Semakin dekat kepolaran antara sampel dengan eluen maka sampel akan semakin
terbawa oleh fase gerak tersebut (Rohman, 2008). Penetapan letak bercak dapat dilakukan dengan
pengamatan langsung jika senyawa tampak pada cahaya tampak, ultraviolet
gelombang pendek (254 nm) atau gelombang panjang (366), atau pengamatan dengan
cahaya tampak atau ultraviolet setelah disemprot dengan larutan penampak bercak
(Departemen Kesehatan Republik Indonesia, 2008).

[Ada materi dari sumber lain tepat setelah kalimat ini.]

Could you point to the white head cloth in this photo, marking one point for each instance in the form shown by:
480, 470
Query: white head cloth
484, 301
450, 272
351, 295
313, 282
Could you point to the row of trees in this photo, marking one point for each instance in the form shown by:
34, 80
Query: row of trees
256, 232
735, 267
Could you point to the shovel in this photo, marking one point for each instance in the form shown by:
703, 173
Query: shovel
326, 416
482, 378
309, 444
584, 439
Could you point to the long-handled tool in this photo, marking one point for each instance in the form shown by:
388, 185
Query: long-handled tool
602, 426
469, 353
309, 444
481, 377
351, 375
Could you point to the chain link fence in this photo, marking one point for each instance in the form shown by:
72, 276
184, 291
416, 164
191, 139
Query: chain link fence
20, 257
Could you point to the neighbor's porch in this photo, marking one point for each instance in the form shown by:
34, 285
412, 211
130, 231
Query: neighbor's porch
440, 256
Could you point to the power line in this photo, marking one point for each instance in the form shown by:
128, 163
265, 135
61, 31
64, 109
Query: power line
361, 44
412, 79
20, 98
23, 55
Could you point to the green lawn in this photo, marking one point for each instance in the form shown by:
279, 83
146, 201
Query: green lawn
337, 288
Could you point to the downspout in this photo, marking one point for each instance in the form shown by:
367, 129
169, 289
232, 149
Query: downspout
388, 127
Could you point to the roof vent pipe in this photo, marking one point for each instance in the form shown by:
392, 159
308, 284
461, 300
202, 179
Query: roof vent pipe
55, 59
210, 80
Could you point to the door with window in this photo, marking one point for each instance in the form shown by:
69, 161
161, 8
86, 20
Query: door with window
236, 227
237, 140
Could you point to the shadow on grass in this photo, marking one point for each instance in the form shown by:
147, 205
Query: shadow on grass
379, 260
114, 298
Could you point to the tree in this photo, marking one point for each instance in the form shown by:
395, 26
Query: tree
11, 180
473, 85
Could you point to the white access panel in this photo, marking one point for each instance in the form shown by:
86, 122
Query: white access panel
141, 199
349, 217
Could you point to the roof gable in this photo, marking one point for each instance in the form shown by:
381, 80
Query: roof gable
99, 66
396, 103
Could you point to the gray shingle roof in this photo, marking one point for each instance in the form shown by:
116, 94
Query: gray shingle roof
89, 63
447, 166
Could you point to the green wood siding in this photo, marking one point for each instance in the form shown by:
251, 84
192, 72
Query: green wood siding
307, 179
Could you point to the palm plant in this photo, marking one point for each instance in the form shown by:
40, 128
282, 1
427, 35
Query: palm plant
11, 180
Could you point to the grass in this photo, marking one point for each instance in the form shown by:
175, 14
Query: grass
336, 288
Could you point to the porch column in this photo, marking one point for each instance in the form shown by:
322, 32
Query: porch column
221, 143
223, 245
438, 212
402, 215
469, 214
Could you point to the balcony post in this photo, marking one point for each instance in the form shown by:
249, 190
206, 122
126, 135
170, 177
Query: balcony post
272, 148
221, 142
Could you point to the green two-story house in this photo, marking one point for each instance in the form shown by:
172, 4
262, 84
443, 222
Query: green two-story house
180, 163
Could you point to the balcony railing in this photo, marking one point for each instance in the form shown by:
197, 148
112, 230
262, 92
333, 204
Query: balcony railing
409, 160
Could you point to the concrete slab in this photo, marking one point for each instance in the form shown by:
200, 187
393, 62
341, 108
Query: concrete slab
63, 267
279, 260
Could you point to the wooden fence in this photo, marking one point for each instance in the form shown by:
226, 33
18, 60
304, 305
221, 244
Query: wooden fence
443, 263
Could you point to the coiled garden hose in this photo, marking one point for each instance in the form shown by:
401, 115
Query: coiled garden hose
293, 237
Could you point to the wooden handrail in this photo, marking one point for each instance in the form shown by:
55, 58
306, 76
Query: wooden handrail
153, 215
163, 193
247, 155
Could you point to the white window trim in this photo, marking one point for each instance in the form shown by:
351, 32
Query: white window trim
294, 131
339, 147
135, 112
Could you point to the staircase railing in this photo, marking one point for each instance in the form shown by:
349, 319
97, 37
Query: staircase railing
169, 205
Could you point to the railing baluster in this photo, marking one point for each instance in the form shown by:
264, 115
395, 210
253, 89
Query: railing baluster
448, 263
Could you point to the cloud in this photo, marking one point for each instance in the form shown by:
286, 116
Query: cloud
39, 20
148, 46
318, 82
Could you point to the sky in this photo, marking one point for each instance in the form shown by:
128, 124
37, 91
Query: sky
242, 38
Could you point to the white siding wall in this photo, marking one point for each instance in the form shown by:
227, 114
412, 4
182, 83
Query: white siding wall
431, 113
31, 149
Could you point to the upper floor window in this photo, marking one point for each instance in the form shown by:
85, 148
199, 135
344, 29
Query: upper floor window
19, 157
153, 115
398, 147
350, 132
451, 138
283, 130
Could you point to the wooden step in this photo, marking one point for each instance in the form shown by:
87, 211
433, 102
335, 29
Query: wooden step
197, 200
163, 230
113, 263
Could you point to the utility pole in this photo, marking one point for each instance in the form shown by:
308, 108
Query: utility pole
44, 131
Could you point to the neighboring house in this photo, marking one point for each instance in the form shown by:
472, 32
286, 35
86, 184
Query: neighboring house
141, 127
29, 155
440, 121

Derajat retensi pada kromatografi lempeng biasanya
dinyatakan sebagai faktor retensi Rf.
Rf
= Jarak
yang ditempuh senyawa terlarut (a)
Jarak
yang ditempuh pelarut (S)
b.
Kromatografi Gas-Spektroskopi Massa
Kromatografi Gas-Spektroskopi Massa (KG-SM) merupakan
gabungan antara instrumen kromatografi gas dengan spektrometer massa yang
digunakan untuk pemisahan, identifikasi dan penentuan kadar minyak atsiri.
Komponen dasar dari instrumen KG-SM berupa gas kromatografi inert, kamar
ionisasi, penganalisa massa, detektor, dan
rekorder (Skoog et al., 2004 ;
McNair,
H and Bonelli E.J., 1988).
Gambar Rangkaian alat GC (McNair,
H and Bonelli E.J., 1988)
Spektroskopi Massa (SM) menyediakan informasi struktur lengkap untuk hampir semua komponen yang dapat diidentifikasi secara tepat, namun tidak dapat memisahkannya. Senyawa-senyawa yang terpisah dari analisis KG akan keluar dari kolom dan mengalir secara langsung pada ruang ionisasi spektrometer massa. Pada ruang ionisasi semua molekul (termasuk gas pembawa, pelarut, dan solut) akan terionisasi, dan ion dipisahkan berdasarkan massa dan rasio muatannya. Setiap solut mengalami fragmentasi yang khas (karakteristik) menjadi ion yang lebih kecil, sehingga spektra massa yang terbentuk dapat digunakan untuk mengidentifikasi solut secara kualitatif (Harvey, 2000 ; Skoog et al., 2004).